The big cans, properly stored will preserve the food for a good long time, as much as ten years.

I think I would consider leaving it in the big cans for now but make provisions to repack/store/freeze etc. when you open the cans in the future.

JMHO


----------



## BasecampUSA (Dec 26, 2010)

I agree with swede... we buy a lot of big cans at Restuarant Depot for bulk, case lots and other storage to save money (a LOT cheaper than Sam's etc. - just get a "catering" tax number from you state, whether you have the business or not, tha will get you a buyers card at Restaurant Depot).

DON'T buy *acid foods *to store in cans... we have big had disasters with:

Tomatoes
Pineapples and pineapple juice
Other acidic juices
Sauerkraut (obviously)
etc. etc.

If any cans bulge THROW THEM OUT -the botulin will poison and kill you.


----------



## Ezmerelda (Oct 17, 2010)

I checked at Patrice's blog, and she agrees with Swede when it comes to fruits and veggies, as far as further loss of nutrients and texture is concerned, but she _thinks_ beans would tolerate re-canning better.

I believe she said that she's only done re-canning with mustard and ketchup so far, (both high-acid, partially liquefied foods).

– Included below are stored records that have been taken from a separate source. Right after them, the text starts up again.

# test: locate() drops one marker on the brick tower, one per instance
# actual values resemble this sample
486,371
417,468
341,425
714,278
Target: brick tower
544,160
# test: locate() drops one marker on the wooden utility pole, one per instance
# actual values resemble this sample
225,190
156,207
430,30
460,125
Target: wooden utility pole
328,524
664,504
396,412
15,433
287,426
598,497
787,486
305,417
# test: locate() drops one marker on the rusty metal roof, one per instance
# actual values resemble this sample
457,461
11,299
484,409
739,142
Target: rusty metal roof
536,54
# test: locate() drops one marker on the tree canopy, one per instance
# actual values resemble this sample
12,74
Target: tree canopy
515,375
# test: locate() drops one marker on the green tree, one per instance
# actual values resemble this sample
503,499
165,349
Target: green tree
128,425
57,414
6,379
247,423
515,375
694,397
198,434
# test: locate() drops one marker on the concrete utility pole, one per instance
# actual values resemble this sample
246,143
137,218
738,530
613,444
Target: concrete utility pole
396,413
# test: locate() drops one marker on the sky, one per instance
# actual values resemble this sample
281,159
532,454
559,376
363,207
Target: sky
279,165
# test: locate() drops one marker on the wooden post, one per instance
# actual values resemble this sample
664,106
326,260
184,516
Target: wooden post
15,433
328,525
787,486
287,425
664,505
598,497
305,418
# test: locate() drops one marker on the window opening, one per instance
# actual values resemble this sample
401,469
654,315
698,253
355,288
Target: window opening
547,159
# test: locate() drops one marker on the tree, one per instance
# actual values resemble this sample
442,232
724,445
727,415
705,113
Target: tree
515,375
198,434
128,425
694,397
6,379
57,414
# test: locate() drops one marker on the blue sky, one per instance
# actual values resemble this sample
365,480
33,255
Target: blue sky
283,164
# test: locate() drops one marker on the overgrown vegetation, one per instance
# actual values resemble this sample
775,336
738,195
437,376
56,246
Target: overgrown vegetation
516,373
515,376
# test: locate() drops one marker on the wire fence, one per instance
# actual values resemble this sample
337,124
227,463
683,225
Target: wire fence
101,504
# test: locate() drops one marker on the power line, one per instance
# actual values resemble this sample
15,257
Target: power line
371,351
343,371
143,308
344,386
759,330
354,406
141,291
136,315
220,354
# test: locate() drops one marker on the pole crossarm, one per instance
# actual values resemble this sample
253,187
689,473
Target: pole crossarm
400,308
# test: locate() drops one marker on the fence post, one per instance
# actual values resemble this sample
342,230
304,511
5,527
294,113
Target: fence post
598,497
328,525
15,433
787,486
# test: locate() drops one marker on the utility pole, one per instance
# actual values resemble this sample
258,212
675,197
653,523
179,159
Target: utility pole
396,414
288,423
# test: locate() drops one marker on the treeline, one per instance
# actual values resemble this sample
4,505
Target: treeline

As Swede said, the better strategy might be to plan ahead for the leftovers, and keep the cans intact, to be safe.


----------



## Centraltn (Feb 21, 2011)

Yrs ago I tried recanning some of those great big cans of stuff. All it did was make it last longer but it enhanced the taste of the can they were in. Had to throw em out.


----------



## Asatrur (Dec 17, 2008)

Wow, just finished our inventory and we have a ton o stuff, but now the next challenge is take that list and try and shoehorn it into this list, which are the numbers just about every storage calculator gives us. Ideas on how to do this including food substitutions i.e. 25 lbs of millet would go where?
Oh, did I tell you how much I love you guys :beercheer:
WHEAT	150	POUNDS	600
RICE	50	POUNDS	200
OTHER GRAINS	100	POUNDS	400
LEGUMES	60	POUNDS	240
SHORTENING	4	POUNDS	16
VEGETABLE OILS / POWDERED BUTTER	2	GALLONS	8
MAYONNAISE / SALAD DRESSING	3	QUARTS	12
PEANUT BUTTER	4	POUNDS	16
WHITE AND BROWN SUGAR	43	POUNDS	172
OTHER SUGARS	20	POUNDS	80
MILK	75	POUNDS	300
VEGGIES	185	POUNDS	740
FRUIT	185	POUNDS	740
BAKING POWDER	1	POUNDS	4
BAKING SODA	1	POUNDS	4
YEAST	0.5	POUNDS	2
SALT	5	POUNDS	20
VINEGAR	0.5	GALLONS	2


----------